Re: How is ambiguity defined? from C. M. Sperberg-McQueen on 2022-01-05 (public-ixml@w3.org from January 2022)

From: C. M. Sperberg-McQueen <cmsmcq@blackmesatech.com>
Date: Wed, 5 Jan 2022 12:43:59 -0700
To: Norm Tovey-Walsh <norm@saxonica.com>
Cc: "C. M. Sperberg-McQueen" <cmsmcq@blackmesatech.com>, ixml <public-ixml@w3.org>
Message-Id: <5826A01A-B59F-41AE-BE4A-9BDE1AF2E8E7@blackmesatech.com>
On 5,Jan2022, at 5:35 AM, Norm Tovey-Walsh <norm@saxonica.com> wrote:
> 
> Apologies for what may be a naive question.
> 
> Consider this grammar:
> 
> lnnl: "a", number, number, "a" .
> -number: oddnumber ; evennumber .
> -oddnumber: "1" ; .
> -evennumber: "2" ; .
> 
> The grammar is ambiguous in that there are multiple nonterminals that
> can match nothing.
> 
> But there is only one possible parse for “a12a”. I assume that we don’t
> report any ambiguity in this case.
> 
> There are several possible parses for “aa”, but they’ll all produce
> exactly the same XML serialization. Does that count as ambiguous?

On the hunch that this kind of question is best handled by defining or
clarifying terms, I have just checked my shelf for definitions of
ambiguity by people who know what they are doing.  

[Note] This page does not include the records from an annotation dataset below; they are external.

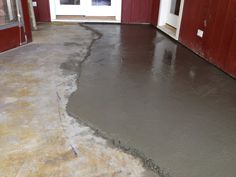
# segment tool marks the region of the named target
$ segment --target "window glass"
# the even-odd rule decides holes
[[[0,0],[0,26],[17,22],[15,0]]]
[[[111,0],[92,0],[93,6],[110,6]]]
[[[170,13],[179,15],[181,0],[171,0]]]
[[[80,5],[80,0],[60,0],[62,5]]]

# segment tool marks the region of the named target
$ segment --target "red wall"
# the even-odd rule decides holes
[[[236,0],[185,0],[179,39],[233,77],[236,77],[235,9]],[[203,38],[196,35],[198,29],[204,31]]]
[[[35,18],[37,22],[50,22],[50,6],[49,0],[33,0],[37,2],[37,6],[34,7]]]
[[[27,42],[32,41],[28,3],[27,0],[21,0],[21,2],[25,22],[25,33],[23,32],[23,28],[20,29],[18,26],[0,30],[0,52],[15,48],[19,46],[21,42],[24,42],[24,37],[20,41],[20,32],[21,36],[27,36]]]

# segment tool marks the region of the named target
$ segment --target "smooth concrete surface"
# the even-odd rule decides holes
[[[140,159],[66,113],[97,37],[78,24],[41,24],[33,43],[0,54],[0,177],[150,177]]]
[[[235,177],[236,81],[151,26],[102,34],[68,112],[151,158],[171,177]]]

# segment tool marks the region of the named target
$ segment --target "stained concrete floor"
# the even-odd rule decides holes
[[[33,43],[0,54],[1,177],[156,176],[66,112],[98,37],[79,25],[40,25]]]
[[[236,81],[150,26],[88,26],[102,36],[69,114],[137,149],[162,176],[235,177]]]

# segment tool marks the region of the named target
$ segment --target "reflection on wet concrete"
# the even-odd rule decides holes
[[[236,81],[150,26],[103,34],[68,111],[135,147],[173,177],[233,177]]]

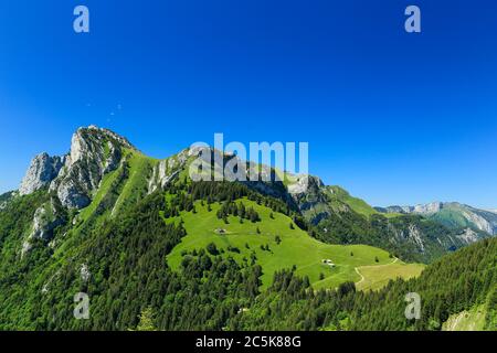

The short answer is: They all agree, and they leave us with the task
of defining what ambiguity means for our spec.  There is no
off-the-shelf answer for our situation.

Longer answer:

First, how do they define ambiguity?

György E. Révész, Introduction to formal languages (New York:
McGraw-Hill, 1983, rpt. Mineola, NY: Dover, 1991) says (p. 138):

    For a context-free Grammar G, a word P in L(G) is said to be
    ambiguous iff P has two or more derivation trees (leftmost
    derivations) in G.

John E. Hopcroft and Jeffrey D. Ulllman, Introduction to automata
theory, languages, and computation (Reading, MA:  Addison-Wesley,
19790, say (p. 87):

    A context-free grammar G such that some word has two parse trees
    is said to be *ambiguous*.  From what we have said above, an
    equivalent definition of ambiguity is that some word has more than
    one leftmost derivation or more than one rightmost derivation.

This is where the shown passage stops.